Go ahead, send her a Slack message at 8 p.m. on Tuesday or an email on Saturday. She won’t see it until she opens her computer during business hours. She escapes the pings and dings of round-the-clock alerts, yet work still lives in her head, rentfree. “I can set boundaries around my hours, but I struggle with setting boundaries around my emotions,” she says. “My friends and I talk about work a lot. We think about work a lot. We feel the pressure of having to work, and we’re not able to maketime for other things.”

As a daughter of immigrants, Ms. Kejriwal says she feels driven to professional achievement by her parents’ sacrifices, so work is usually foremost in her mind. Still, she says she admires peers who appear to break free, mentally or geographically by living the #vanlife. All for show Plenty of people feign work-life balance, several other young professionals told me.

They make a show of setting limits or post recreational photos on social media to suggest that they have robust personal lives when, in reality, they’re just as consumed by their jobs as everyone else.
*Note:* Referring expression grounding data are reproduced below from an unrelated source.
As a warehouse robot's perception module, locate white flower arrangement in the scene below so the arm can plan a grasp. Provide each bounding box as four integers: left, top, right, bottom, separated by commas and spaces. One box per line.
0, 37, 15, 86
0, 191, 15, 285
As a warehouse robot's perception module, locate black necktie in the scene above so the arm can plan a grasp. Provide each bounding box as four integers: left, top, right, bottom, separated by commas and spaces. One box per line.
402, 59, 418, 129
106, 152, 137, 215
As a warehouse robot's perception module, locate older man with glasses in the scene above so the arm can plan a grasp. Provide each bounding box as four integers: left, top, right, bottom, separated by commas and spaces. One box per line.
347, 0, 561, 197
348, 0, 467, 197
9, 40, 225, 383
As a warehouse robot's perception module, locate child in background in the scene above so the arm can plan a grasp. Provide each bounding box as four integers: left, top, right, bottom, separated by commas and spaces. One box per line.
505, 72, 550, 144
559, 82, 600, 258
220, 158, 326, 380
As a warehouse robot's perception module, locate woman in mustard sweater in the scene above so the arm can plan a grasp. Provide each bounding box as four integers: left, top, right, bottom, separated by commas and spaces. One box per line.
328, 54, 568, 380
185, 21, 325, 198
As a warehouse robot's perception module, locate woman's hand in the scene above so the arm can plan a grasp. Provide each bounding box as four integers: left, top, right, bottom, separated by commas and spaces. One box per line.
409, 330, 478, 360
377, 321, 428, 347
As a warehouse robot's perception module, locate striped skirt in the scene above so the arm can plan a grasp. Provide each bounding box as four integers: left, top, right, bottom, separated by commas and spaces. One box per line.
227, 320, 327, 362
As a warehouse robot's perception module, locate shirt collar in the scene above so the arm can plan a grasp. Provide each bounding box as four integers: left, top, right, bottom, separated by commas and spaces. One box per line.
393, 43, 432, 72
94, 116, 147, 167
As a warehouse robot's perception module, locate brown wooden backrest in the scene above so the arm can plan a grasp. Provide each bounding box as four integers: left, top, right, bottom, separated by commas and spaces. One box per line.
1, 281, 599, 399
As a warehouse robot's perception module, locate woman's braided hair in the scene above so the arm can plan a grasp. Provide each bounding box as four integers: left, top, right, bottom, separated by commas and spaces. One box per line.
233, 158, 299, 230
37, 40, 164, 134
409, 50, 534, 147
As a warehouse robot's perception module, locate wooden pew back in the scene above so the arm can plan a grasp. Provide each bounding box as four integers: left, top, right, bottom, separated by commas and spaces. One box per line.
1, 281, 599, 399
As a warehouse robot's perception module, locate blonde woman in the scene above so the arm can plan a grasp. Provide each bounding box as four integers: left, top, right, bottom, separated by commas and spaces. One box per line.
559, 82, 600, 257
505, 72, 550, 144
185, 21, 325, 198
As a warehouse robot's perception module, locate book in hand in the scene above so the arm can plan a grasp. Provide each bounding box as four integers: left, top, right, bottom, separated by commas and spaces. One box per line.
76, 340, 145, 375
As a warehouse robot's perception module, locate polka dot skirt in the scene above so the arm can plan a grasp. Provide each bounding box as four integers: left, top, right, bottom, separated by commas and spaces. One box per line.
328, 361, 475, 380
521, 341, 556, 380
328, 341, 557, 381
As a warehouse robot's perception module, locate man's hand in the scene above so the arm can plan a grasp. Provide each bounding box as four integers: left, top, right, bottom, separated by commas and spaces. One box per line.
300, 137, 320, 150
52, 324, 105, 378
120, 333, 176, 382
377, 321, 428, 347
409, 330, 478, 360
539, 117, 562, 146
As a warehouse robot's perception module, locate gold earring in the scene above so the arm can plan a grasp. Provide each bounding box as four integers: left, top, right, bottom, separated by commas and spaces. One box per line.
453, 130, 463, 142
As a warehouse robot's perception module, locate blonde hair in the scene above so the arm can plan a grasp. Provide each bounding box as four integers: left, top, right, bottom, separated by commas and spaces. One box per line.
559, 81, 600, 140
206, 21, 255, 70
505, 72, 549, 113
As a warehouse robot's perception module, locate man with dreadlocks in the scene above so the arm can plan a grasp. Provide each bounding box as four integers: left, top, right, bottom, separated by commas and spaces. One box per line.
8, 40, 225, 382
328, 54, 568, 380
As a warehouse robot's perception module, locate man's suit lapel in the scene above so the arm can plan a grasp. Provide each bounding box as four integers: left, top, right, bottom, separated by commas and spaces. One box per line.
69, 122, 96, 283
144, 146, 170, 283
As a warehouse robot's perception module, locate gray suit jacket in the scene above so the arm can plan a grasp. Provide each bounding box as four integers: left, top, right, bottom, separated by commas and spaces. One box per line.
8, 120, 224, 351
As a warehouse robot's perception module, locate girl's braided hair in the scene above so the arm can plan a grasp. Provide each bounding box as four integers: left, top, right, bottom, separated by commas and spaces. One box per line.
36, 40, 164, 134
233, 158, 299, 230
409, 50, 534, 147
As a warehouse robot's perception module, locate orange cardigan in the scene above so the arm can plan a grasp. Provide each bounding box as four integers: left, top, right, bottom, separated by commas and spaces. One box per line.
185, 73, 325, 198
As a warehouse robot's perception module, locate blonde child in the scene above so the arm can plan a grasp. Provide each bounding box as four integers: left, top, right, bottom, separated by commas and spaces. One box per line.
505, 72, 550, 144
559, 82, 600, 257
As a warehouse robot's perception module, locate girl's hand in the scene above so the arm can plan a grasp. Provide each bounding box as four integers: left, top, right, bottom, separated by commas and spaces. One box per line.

Josh Lospinoso, the 36-year-old chief executive of cybersecurity firm Shift5, says he learned the concept of performative balance when he was a Rhodes scholar at the University of Oxford.
“It’s this idea that if you’re up late at night studying and you’re not out at the pub, then you’re a try-hard and that’s not an admirable quality,” he says. He sees the same dynamic at play in the workplace, where it’s cool to be young and successful but decidedly uncool to look like you do well by giving everything to your job.

Daniel Zauderer, executive director of Grassroots Grocery, a New York City nonprofit, took a few days off this month to hike in the Catskills. In the fresh mountain air, he says, he was already planning the LinkedIn post he would write about the importance of taking breaks—which he seldom does.

Mr. Zauderer, 35, ran a marathon last fall but says training was more like an extension of work than a hobby. He did it to raise about $60,000 for his organization, which he started as a side hustle in 2020 while teaching sixth-grade humanities in the Bronx. He quit teaching a year later and poured those hours onto what he was already putting into the nonprofit. So he still works the equivalent of two full-time jobs. Sometimes he wishes he could be more like peers who treat work like one small piece of their identities, or claim to. “There’s just something within me that doesn’t allow that,” he says. “I envy people that can do it.”